There are many types of trade agreements including free-trade areas (FTAs), multilateral trade agreement (MTA) and bilateral investment treaties. The United States currently has 14 FTAs and 20 bilateral investment treaties with other nations.

FTAs reduce barriers to trade by limiting tariffs and other restrictions that can make it more difficult for businesses to sell their products or services abroad. For example, a country that normally charges a 10% tariff on imported goods will eliminate the tariff for those products that meet the terms of the trade agreement, making them more competitive in the market.

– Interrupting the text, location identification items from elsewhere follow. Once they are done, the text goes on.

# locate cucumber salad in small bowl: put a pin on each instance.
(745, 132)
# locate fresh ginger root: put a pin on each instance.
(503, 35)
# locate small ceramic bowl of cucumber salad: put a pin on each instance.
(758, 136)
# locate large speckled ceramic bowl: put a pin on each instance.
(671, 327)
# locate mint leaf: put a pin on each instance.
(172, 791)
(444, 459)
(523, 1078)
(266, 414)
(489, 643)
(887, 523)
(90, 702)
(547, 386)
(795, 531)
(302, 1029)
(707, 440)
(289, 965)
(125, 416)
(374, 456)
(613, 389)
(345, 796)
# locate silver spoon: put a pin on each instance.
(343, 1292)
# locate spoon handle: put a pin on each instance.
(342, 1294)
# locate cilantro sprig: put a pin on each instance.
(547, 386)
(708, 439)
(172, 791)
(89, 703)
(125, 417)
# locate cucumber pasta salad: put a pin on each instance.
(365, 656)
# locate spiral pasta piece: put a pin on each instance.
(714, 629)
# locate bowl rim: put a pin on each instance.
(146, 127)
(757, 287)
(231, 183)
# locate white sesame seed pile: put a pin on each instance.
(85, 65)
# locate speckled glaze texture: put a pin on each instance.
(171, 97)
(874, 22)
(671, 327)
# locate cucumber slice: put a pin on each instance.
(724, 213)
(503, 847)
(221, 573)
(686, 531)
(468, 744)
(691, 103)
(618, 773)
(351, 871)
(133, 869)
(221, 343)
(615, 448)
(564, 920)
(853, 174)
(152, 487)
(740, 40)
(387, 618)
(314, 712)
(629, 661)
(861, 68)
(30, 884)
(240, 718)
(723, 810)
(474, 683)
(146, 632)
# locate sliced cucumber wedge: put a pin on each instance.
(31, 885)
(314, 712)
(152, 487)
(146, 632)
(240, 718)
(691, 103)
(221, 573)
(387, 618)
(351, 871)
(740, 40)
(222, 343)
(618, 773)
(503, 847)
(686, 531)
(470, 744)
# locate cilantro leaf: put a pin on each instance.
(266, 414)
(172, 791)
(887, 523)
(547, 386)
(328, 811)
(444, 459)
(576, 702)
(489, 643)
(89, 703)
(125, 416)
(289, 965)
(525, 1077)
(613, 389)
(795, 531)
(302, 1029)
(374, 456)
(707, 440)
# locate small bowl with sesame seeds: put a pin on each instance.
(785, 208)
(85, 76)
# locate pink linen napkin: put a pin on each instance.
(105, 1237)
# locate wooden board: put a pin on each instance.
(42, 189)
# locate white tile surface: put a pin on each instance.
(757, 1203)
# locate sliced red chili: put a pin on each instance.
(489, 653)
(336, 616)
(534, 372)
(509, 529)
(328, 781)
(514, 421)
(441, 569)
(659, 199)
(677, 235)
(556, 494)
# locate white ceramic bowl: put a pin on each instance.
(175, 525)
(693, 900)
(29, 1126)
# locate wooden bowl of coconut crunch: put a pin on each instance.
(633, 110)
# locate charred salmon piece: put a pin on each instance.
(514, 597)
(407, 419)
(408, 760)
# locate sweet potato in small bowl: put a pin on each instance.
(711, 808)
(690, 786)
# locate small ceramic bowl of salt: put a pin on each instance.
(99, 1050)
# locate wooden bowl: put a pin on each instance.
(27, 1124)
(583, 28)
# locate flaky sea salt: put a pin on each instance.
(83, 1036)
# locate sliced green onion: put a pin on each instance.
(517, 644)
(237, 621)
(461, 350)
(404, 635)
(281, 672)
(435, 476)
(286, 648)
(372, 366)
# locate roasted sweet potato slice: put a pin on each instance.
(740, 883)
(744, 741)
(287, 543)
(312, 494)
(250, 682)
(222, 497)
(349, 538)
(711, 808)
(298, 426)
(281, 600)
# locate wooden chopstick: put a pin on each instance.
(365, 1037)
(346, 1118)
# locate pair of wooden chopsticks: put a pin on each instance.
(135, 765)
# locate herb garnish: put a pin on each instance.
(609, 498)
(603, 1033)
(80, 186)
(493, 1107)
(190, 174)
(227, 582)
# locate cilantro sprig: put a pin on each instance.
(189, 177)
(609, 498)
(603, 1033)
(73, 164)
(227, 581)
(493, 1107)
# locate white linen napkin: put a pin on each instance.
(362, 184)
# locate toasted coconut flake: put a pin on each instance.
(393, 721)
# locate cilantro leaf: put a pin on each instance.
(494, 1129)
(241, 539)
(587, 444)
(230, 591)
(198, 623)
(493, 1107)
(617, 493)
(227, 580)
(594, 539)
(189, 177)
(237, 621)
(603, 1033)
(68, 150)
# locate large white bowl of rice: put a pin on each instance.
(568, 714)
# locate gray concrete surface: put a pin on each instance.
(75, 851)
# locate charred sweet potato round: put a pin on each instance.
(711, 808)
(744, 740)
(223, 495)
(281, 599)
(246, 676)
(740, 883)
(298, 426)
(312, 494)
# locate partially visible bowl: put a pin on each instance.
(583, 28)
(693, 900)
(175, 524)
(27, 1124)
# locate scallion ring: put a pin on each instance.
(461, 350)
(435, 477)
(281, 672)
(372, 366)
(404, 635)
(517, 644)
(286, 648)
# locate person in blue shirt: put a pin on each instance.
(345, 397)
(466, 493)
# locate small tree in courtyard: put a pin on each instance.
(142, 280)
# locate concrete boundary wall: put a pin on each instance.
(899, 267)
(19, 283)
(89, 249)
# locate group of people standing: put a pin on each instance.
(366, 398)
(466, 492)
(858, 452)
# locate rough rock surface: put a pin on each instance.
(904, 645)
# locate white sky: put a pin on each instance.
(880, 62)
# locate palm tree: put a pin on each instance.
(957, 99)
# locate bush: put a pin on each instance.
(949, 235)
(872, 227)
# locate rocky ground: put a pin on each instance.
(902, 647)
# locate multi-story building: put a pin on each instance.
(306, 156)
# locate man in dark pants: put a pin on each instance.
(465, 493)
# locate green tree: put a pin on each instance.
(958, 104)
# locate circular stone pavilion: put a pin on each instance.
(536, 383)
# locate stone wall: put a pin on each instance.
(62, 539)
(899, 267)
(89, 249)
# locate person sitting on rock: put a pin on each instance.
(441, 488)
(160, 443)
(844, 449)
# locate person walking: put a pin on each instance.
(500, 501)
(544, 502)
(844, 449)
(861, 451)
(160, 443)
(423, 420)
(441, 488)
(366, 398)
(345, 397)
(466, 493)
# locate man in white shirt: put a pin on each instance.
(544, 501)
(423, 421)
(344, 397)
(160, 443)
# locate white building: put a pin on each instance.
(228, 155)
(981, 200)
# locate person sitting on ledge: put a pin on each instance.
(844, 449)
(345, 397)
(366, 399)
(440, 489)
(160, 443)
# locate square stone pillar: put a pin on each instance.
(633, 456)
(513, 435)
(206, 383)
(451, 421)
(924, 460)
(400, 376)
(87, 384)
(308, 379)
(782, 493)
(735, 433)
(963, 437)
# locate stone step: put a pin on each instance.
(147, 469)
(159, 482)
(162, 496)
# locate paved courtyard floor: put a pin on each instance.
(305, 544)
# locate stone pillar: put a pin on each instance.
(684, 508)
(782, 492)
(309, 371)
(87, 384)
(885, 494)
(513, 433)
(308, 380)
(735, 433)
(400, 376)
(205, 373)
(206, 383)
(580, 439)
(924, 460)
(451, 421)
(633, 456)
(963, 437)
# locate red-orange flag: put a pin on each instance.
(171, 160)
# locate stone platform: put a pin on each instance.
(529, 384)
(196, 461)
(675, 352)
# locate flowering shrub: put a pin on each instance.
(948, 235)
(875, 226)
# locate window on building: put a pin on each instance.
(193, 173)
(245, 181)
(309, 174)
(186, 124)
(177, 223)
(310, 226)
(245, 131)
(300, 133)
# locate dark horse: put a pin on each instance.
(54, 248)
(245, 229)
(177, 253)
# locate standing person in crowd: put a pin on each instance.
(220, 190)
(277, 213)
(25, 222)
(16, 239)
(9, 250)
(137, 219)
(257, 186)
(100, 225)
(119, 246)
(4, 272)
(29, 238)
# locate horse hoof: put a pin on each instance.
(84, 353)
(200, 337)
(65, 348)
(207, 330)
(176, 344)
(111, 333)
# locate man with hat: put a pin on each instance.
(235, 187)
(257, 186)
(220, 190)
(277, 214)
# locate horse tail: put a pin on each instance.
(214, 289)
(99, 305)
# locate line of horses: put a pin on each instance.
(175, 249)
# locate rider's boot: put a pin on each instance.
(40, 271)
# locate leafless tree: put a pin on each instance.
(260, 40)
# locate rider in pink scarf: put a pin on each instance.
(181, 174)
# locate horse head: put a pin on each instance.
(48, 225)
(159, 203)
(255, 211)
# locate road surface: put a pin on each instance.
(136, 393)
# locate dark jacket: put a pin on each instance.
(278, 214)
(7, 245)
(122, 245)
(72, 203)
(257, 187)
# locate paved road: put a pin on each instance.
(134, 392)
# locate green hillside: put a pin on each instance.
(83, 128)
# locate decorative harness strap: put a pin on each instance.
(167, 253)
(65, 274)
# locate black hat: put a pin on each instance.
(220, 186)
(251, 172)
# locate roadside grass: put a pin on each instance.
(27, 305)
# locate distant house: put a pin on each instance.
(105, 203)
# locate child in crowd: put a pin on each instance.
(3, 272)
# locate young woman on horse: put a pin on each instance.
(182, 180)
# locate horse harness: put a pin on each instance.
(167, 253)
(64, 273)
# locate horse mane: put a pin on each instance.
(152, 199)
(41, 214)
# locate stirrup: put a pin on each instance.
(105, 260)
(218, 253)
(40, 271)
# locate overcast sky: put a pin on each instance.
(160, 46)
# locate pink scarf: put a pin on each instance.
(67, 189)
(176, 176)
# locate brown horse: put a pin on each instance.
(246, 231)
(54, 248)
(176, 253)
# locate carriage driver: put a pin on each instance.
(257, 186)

In addition to reducing tariffs, trade agreements often include provisions that address nontariff barriers such as “voluntary” or special import controls and requirements (e.g., quotas, quarantine regulations, special licensing requirements, or specific “health” criteria), which can impose substantial burdens on companies seeking to sell goods in foreign markets. Moreover, many trade agreements contain a “most-favored nation” clause, which requires that the benefits of the trade agreement be extended to all other WTO members, even those who do not have an FTA with the signatory country.

The Office of the USTR is negotiating new and expanded FTAs with key trading partners around the world. These agreements will create jobs and expand opportunities for American companies by lowering costs, improving access to global markets, strengthening security cooperation and building a fairer international economic system.